Zu ihren wichtigen Ausstellungen zählt die von Klaus Honnef konzipierte Einzelausstellung „DEKONSTRUKTIONEN / oder vom Widersprechen in Bildern“ (Landesmuseum Bonn und Museum Bochum) sowie die von ihr organisierte Ausstellung „UNTER EINEM HIMMEL“ mit eigenen und Arbeiten von Timm Ulrichs (Schloß Borbeck).

Weitere Ausstellungen: Kunstamt Neukölln (Berlin), Museum Bochum (Bochum), Fotoforum Bremen (Bremen), Steintorgalerie (Bremen), Weserburg (Bremen), Galerie des Europarats (Bruxelles), Museum Ehrenhof (Düsseldorf), Museum Gelsenkirchen (Gelsenkirchen), Clemens-Sels-Museum (Neuss), Studio von Schloß Oberhausen (Oberhausen), Stollwerkfabrik (Köln), usw.

Am 29. Januar 2015 verstarb Doris Schöttler-Boll im Atelierhaus Alte Schule begleitet vom Kreis Ihrer Freunde.

 

 

Zur Ausstellungsorganisation:

Ausstellungsorganisation:
Doro Hülder, geb. 1950, ist Mitglied im WBK Essen und arbeitet als freischaffende Künstlerin mit Atelier in der Nordstadt Essen.

Multimedia:

Erwin Wiemer, geb. 1957, lebt in Essen, ist Fotograf, Filmemacher und Videokünstler. Wiemer dokumentiert das kulturelle Leben der Stadt, hat unter anderem das Atelierhaus Alte Schule und die Arbeit von Doris Schöttler-Boll über Jahre fotografisch und filmerisch begleitet.

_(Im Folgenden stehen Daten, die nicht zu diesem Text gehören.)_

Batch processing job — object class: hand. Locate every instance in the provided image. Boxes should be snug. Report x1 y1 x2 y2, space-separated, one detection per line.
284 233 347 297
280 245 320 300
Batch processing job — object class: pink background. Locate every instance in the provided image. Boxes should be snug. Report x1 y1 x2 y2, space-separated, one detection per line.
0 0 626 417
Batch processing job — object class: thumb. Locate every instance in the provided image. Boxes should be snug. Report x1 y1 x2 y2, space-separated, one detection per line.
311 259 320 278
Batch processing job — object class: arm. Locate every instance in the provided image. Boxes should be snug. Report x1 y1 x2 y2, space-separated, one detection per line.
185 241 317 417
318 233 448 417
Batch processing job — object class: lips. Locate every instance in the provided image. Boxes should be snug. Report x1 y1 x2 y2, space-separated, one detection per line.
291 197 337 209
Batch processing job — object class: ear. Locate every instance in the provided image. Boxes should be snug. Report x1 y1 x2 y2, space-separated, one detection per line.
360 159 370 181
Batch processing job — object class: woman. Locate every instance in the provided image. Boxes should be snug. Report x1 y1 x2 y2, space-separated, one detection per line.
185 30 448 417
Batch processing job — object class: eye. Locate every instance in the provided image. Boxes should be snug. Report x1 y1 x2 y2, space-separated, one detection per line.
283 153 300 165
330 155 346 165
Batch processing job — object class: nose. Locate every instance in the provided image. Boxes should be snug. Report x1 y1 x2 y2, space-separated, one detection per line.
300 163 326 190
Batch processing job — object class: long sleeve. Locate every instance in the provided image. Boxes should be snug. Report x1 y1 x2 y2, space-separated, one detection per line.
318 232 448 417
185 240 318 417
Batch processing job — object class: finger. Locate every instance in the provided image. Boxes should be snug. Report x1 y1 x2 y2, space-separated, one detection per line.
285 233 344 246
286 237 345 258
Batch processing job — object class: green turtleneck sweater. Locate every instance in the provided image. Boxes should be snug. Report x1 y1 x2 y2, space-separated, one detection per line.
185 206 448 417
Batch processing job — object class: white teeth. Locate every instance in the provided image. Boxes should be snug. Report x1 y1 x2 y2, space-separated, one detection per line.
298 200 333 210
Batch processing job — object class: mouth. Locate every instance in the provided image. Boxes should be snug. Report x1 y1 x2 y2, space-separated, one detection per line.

Wolfram Lakaszus, geb. 1961 in Hannover, lebt und arbeitet als freier Medien- und Konzeptkünstler in der Metropole Ruhr.


Redner:

Florian Neuner, geb. 1972 in Wels, Oberösterreich, lebt in Berlin, arbeitet als Schriftsteller und Journalist. Als Verfasser des Buchs „Ruhrtext“ und literarischer Begleiter der EMSCHERKUNST.2013 war er mehrmals im Atelierhaus Alte Schule als Referent zu Gast.

Sepp Hiekisch-Picard, geb. 1956, ist Geschäftsführer des Westdeutschen Künstlerbundes und stellvertretender Direktor des Kunstmuseum Bochum. Er eröffnete mit seiner Rede 1987 die Ausstellung Dekonstruktionen / oder vom Widersprechen in Bildern von Doris Schöttler-Boll im Museum Bochum.

Musik:

Trio: Brackmann/Meier/van-Triel

Besetzung:

Johannes Brackmann/Essen: Kontrabass
Siegfried Meier/Duisburg: Saxophone
Roger van Triel/Herne: Gitarre/Loops

Die drei Musiker spielen seit mehreren Jahren in der Jazz-Formation : between: zusammen mit der Sängerin Gaby Frece und dem Dortmunder Schlagzeuger Michael Peters und kennen sich persönlich schon seit vielen Jahren.

Eigens zur Ausstellung der Werke von Doris-Schöttler-Boll hat das aus der Band ausgekoppelte Akustik-Trio ganz eigene Musik ausgewählt und arrangiert. Die Prinzipien von Collage und Dekonstruktion sind dabei die strukturierenden Elemente.

Die Verbindung zu Doris Schöttler-Boll hat sich über den Bassisten Johannes Brackmann hergestellt, der seit vielen Jahren das Kulturzentrum GREND in Essen Steele leitet und Doris seit gut 20 Jahren kennt. In zahlreichen Projekten und Aktivitäten hat er und das GREND dabei mit ihr und dem Verein ‚Atelierhaus Alte Schule’ im Stadtteil zusammengearbeitet.